3. “If the evidence meets th[e] test under Rule 404(b), the court must
then decide whether the probative value is substantially outweighed by the
prejudicial impact under Rule 403.” Id. (citation omitted). Here, the record
demonstrates that the district court adequately considered the Rule 403 factors.
See United States v. Daly, 974 F.2d 1215, 1217 (9th Cir. 1992) (explaining that the
Rule 403 analysis need not be explicit, and this court must affirm if the record
indicates that the court properly balanced the evidence).
5 Finally, the district court instructed the jury that it could consider the
methamphetamine to determine whether Miller “had the state of mind, intent, or
knowledge necessary to commit the” charged crimes, see, e.g., United States v.
Milner, 962 F.2d 908, 912–13 (9th Cir. 1992) (explaining that evidence of drug use
met Rule 403 balancing and was relevant to defendant’s state of mind to prove he
conspired to distribute drugs), and Miller does not challenge that instruction.
AFFIRMED.
6 FILED USA v. Kevin Miller, No. 21-50204 FEB 17 2023 HURWITZ, Circuit Judge, concurring: MOLLY C. DWYER, CLERK U.S. COURT OF APPEALS
I concur in the majority’s conclusion that the district court did not err by
admitting evidence of Miller’s destruction of methamphetamine in his residence.
I have a slightly different view than the majority about the admission of
evidence of Miller’s personal drug use. Even assuming that this evidence should not
have been admitted, see United States v. Vizcarra-Martinez, 66 F.3d 1006, 1013 (9th
Cir. 1995), it is clear to me that any error was harmless. The evidence of Miller’s
involvement in the conspiracy to distribute methamphetamine was overwhelming.

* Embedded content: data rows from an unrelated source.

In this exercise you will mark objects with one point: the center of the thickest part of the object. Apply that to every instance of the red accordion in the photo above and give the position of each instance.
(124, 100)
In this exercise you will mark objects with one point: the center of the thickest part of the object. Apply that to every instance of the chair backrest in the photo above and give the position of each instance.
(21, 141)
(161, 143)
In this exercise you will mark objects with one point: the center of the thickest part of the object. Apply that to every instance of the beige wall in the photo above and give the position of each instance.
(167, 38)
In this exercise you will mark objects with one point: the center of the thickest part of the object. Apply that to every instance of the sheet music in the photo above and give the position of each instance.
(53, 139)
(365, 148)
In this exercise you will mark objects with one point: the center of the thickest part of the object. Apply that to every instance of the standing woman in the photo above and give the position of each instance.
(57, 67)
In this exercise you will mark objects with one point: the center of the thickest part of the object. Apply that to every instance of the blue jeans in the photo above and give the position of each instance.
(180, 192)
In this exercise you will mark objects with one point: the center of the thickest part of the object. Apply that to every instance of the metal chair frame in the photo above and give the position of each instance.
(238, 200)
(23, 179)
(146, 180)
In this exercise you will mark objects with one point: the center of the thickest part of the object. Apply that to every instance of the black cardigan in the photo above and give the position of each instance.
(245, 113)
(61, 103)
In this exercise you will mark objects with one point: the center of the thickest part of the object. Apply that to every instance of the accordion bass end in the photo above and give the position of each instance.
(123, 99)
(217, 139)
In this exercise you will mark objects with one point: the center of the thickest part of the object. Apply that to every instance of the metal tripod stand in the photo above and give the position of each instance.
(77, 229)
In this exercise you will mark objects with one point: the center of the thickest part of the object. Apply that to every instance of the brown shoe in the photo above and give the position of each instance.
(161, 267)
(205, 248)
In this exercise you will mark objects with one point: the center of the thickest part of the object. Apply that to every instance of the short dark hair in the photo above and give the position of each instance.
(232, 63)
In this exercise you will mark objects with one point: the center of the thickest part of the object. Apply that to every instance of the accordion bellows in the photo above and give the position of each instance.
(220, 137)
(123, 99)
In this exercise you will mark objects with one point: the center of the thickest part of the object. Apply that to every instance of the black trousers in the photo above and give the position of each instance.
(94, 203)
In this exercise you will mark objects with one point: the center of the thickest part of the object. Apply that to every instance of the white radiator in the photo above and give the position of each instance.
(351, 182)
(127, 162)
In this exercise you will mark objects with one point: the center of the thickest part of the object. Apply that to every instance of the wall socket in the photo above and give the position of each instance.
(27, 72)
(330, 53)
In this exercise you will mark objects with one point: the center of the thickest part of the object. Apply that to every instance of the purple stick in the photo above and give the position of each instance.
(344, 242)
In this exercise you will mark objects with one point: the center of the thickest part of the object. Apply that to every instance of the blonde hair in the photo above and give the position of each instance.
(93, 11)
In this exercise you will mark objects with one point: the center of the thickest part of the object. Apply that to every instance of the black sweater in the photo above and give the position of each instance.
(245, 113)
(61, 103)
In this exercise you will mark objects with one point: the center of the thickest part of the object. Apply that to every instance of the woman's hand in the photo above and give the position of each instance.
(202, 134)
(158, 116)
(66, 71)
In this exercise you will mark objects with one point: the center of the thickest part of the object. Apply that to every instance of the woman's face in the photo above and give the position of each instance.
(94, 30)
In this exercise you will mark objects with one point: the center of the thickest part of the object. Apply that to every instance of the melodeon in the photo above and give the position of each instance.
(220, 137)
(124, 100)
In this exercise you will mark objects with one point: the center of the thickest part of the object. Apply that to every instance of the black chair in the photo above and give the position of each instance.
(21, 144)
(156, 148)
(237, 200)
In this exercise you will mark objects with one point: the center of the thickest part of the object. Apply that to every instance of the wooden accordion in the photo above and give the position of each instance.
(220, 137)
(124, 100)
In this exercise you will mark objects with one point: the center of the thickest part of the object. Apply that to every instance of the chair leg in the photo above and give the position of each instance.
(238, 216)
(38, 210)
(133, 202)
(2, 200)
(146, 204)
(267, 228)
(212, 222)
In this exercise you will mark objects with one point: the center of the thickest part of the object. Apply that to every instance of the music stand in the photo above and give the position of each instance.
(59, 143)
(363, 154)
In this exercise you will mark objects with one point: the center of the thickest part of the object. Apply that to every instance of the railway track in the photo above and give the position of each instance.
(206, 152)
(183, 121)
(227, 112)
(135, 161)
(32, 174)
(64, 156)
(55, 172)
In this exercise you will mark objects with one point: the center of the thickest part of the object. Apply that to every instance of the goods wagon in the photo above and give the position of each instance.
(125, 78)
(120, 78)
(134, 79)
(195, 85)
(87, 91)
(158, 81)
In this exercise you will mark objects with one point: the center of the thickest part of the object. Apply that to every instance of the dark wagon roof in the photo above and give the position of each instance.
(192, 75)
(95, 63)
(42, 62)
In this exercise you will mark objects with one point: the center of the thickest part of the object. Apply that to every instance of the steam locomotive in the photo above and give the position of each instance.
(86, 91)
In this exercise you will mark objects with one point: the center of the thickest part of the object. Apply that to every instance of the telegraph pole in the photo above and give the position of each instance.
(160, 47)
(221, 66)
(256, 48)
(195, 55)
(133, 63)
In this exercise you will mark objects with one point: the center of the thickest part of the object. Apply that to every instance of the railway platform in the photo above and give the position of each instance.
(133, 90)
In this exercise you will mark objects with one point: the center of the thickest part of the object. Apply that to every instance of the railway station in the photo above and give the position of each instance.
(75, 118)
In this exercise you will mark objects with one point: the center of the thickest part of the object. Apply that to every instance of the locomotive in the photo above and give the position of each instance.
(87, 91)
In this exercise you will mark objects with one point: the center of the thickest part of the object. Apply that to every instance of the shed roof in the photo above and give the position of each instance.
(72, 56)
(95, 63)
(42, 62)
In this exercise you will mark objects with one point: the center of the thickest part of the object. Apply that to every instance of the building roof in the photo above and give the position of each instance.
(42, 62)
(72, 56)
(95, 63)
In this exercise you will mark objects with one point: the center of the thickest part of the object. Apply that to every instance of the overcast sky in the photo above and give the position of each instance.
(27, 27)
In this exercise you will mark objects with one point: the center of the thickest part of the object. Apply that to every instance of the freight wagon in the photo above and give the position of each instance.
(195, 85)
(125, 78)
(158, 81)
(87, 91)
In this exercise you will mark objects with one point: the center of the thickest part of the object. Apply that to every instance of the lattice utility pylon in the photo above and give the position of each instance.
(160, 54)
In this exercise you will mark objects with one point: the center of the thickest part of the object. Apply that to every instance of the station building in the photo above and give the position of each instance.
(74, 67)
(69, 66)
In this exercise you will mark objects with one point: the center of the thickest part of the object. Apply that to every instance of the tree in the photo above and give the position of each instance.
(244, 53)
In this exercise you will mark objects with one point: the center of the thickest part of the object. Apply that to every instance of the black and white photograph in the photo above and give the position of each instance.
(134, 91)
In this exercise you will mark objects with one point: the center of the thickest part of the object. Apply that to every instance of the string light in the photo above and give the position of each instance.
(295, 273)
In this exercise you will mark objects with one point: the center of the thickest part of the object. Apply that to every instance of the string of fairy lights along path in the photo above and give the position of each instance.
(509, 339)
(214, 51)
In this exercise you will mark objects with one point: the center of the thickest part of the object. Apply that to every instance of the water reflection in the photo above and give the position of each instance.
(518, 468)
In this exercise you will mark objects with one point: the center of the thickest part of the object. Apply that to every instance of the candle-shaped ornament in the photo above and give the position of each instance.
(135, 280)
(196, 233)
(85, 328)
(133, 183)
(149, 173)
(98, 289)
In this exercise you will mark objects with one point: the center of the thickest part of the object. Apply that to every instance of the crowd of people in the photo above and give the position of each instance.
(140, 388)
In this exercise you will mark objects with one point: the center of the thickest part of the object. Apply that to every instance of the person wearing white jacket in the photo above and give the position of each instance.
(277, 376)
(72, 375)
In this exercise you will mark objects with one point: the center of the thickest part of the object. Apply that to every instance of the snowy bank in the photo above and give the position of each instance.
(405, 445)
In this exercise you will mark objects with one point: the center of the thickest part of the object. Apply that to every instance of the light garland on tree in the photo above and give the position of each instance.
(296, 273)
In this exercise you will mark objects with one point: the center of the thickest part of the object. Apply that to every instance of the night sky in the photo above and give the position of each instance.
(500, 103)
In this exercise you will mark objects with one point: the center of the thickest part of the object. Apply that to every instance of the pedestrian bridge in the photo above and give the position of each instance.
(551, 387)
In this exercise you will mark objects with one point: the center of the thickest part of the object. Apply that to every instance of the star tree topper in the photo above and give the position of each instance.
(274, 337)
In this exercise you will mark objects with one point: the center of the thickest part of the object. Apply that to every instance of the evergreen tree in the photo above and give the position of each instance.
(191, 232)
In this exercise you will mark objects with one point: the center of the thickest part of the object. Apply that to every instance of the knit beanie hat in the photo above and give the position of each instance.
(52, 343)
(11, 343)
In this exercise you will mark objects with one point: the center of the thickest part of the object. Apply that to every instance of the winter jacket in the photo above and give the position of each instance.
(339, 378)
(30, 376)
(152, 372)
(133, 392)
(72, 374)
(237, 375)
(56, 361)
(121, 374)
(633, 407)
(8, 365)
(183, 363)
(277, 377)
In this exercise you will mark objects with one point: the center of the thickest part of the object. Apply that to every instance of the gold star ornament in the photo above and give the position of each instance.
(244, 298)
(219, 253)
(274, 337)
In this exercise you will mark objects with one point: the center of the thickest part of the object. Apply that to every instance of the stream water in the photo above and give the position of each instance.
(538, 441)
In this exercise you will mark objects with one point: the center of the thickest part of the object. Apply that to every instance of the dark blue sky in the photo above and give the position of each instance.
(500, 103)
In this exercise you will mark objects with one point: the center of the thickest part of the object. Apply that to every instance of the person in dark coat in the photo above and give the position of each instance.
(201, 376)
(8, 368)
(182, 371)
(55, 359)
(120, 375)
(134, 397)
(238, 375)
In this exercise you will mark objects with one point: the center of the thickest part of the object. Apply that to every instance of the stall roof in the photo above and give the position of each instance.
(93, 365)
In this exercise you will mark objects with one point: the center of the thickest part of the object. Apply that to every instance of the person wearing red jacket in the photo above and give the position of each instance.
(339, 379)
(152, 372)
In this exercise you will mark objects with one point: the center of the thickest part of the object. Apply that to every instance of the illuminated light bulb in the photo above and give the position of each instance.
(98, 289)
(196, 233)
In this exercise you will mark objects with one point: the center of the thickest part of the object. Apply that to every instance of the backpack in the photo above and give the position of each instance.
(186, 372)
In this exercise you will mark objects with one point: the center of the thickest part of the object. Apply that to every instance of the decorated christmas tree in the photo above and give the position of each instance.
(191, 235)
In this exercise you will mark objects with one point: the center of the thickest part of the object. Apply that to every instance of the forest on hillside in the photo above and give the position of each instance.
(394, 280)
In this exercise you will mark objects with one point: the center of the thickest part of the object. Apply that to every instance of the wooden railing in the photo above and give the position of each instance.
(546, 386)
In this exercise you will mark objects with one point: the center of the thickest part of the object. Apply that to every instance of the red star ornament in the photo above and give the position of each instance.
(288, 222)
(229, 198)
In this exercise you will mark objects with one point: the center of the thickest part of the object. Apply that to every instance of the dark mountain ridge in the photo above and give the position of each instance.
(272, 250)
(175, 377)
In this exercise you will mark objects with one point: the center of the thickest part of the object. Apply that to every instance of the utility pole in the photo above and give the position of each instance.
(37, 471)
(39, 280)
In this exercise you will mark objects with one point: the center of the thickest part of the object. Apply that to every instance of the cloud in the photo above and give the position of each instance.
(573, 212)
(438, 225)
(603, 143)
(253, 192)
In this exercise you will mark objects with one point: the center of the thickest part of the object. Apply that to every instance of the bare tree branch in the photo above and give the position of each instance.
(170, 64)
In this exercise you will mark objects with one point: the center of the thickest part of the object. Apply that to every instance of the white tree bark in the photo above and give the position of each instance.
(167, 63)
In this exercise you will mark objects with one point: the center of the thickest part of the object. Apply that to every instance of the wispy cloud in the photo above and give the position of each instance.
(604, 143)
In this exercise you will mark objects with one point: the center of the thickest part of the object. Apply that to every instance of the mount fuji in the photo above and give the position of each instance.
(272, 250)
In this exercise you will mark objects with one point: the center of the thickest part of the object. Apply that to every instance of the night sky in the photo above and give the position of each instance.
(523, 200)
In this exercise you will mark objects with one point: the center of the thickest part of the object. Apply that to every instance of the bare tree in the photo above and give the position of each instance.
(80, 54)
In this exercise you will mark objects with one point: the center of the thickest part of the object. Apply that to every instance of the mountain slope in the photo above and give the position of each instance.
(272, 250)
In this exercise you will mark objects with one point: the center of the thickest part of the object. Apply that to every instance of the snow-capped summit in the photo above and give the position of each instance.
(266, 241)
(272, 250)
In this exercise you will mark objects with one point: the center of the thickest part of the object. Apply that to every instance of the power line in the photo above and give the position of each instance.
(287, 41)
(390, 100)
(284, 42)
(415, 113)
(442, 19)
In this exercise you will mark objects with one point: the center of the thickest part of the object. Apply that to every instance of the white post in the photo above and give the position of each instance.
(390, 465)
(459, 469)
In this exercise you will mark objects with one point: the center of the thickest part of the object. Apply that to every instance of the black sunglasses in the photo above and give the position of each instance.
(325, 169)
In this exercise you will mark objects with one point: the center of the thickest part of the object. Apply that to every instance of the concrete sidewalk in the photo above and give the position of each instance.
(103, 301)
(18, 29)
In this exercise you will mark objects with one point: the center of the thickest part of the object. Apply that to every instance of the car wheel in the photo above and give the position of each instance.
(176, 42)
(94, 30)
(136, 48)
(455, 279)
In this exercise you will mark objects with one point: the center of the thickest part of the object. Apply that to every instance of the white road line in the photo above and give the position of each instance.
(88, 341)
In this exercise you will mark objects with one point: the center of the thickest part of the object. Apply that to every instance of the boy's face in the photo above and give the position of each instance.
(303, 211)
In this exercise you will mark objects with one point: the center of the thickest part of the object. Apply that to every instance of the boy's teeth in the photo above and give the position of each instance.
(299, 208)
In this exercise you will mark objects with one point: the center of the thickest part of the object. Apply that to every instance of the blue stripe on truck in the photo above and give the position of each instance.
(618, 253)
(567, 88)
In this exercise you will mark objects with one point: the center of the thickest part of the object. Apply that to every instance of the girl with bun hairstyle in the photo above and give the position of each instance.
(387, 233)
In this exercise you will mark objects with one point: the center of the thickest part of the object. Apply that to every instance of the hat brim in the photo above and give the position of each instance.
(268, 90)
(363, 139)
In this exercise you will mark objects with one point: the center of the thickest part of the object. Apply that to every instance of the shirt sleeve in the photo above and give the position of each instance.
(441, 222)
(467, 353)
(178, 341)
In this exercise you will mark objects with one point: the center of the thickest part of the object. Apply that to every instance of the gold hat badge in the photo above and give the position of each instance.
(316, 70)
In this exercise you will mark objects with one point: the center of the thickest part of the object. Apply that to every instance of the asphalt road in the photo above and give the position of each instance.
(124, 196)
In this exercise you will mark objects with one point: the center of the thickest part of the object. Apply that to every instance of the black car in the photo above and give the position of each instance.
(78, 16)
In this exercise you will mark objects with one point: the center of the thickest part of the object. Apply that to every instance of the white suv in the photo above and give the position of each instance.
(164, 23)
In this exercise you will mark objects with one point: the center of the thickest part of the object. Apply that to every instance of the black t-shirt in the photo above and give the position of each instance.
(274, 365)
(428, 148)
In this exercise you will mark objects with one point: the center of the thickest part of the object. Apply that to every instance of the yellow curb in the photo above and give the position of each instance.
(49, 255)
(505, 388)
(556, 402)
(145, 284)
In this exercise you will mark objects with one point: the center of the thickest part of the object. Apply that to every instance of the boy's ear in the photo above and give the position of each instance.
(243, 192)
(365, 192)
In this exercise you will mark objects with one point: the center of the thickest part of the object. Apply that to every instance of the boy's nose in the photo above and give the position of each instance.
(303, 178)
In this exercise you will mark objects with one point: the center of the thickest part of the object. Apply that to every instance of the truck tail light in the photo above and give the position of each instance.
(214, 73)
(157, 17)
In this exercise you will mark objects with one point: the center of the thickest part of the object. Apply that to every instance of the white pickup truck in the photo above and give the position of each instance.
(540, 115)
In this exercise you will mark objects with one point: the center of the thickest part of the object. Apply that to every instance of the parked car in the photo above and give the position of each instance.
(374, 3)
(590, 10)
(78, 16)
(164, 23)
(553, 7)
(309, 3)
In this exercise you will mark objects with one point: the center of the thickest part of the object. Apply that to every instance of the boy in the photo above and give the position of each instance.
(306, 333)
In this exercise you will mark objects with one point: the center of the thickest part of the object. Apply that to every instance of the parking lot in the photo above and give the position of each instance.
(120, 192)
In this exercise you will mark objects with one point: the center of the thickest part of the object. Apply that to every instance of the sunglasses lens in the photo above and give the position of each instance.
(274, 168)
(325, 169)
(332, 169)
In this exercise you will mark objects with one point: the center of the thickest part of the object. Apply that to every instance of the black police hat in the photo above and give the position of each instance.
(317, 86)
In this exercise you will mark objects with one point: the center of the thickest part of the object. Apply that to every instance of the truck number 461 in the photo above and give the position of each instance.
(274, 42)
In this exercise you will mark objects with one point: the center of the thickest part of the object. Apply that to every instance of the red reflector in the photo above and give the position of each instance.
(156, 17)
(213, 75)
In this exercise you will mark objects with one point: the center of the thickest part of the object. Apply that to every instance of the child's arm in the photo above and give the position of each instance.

See United States v. Lague, 971 F.3d 1032, 1041 (9th Cir. 2020) (finding that
“overwhelming evidence of guilt” showed harmlessness of purported errors). The
testimony about Miller’s personal drug use was fleeting—it represents half of one
page of the ninety-one-page transcript. And, the jury took only three hours to reach
a verdict. See United States v. Lopez, 500 F.3d 840, 846 (9th Cir. 2007) (noting that
“two and one-half hours” of jury deliberation suggested any error was harmless).